BACKGROUND AND PURPOSE: Epidemiological studies suggest that white matter hyperintensities (WMH) are extremely heritable, but the underlying genetic variants are largely unknown. Pathophysiological heterogeneity is known to reduce the power of genome-wide association studies (GWAS). Hypertensive and nonhypertensive individuals with WMH might have different underlying pathologies. We used GWAS data to calculate the variance in WMH volume (WMHV) explained by common single nucleotide polymorphisms (SNPs) as a measure of heritability (SNP heritability [HSNP]) and tested the hypothesis that WMH heritability differs between hypertensive and nonhypertensive individuals. METHODS: WMHV was measured on MRI in the stroke-free cerebral hemisphere of 2336 ischemic stroke cases with GWAS data.

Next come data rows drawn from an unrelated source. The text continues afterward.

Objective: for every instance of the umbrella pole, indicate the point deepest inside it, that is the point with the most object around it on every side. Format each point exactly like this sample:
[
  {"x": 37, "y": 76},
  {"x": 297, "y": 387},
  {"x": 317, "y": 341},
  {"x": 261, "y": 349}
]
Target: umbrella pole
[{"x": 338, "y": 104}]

After adjustment for age and intracranial volume, we determined which cardiovascular risk factors were independent predictors of WMHV. Using the genome-wide complex trait analysis tool to estimate HSNP for WMHV overall and within subgroups stratified by risk factors found to be significant in multivariate analyses. RESULTS: A significant proportion of the variance of WMHV was attributable to common SNPs after adjustment for significant risk factors (HSNP=0.23; P=0.0026). HSNP estimates were higher among hypertensive individuals (HSNP=0.45; P=7.99×10(-5)); this increase was greater than expected by chance (P=0.012). In contrast, estimates were lower, and nonsignificant, in nonhypertensive individuals (HSNP=0.13; P=0.13). CONCLUSIONS: A quarter of variance is attributable to common SNPs, but this estimate was greater in hypertensive individuals. These findings suggest that the genetic architecture of WMH in ischemic stroke differs between hypertensives and nonhypertensives. Future WMHV GWAS studies may gain power by accounting for this interaction.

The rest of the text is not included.